Periklanan Semakin Pesat, Twitter Menggaet Omnicom

Twitter mengumumkan kerja sama senilai USD 230 juta dengan divisi pelayanan media Omnicom Group Inc. Persetujuan tersebut melibatkan MoPub, bursa iklan mobile Twitter, dengan mesin pembelian iklan otomatis milik Omnicom, Accuen. Omnicom, sebagai perusahaan induk bebas menentukan harga suatu iklan, dan menerima akses inventoris untuk agensi mereka.

Pada September tahun lalu Twitter diberitakan mendapatkan MoPub senilai USD 350 juta. Sebuah bursa yang mengizinkan para advertiser dapat membeli iklan secara real-time melalui perangkat mobile mereka. Langkah ini akan diintegrasikan dengan fitur periklanan mobile Twitter, ‘first look’ 

Menurut Adam Bain, Twitter President of Global Revenue, dilansir dari Wall Street Journal, “langkah ini sangat baik untuk kami, dengan ini akan banyak calon pengiklan berkualitas tinggi yang datang melalui bursa,” persetujuan ini juga menjadi yang pertama oleh periklanan mobile Twitter melalui bursa.

Meskipun begitu, Twitter bukanlah perusahaan media sosial yang pertama melakukan bisnis dengen Omnicom. Pada bulan Maret kemarin, Omnicom menandatangani persetujuan berjangka waktu setahun dengan Instagram.

Berbeda dengan Twitter, persetujuan Omnicom dengan Instagram hanya menentukan beberapa produk dan merek yang terbatas. Bersama Twitter, Omnicom mampu menjangkau pengguna perangkat mobile dengan data yang mendetail, serta menjangkau pasar yang lebih luas.

AdAge melaporkan, pertumbuhan pesat Twitter saat ini datang dari perangkat mobile. Lebih dari 90% keuntungan datang dari periklanan di kuartal pertama 2014, 80% dihasilkan mobile, meningkat 5% dari kuartal sebelumnya.

“Persetujuan kami dengan Twitter menunjukkan apa yang kita cari dari kemitraan dengan media, yaitu kesempatan untuk mengirimkan keuntungan first-to-market yang menargetkan semua aspek dari klien Omnicom” ucap pernyataan resmi mereka.

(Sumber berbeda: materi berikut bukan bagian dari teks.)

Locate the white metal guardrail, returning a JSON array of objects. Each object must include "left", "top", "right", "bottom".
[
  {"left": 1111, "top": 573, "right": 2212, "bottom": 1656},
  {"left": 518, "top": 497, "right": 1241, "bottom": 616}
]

Nampaknya bisnis periklanan di media sosial disinyalir akan semakin bertumbuh. Minggu lalu, Facebook dilaporkan menandatangani persetujuan dengan Publicis seharga jutaan dolar. Perjanjian yang ditujukan kesinambungan antar dua perusahaan, ucap kedua belah pihak.

 

[ilustrasi foto: Shutterstock]

Artikel sindikasi ini pertama kali dimuat di DSenterprise dan ditulis oleh Michael Erlangga.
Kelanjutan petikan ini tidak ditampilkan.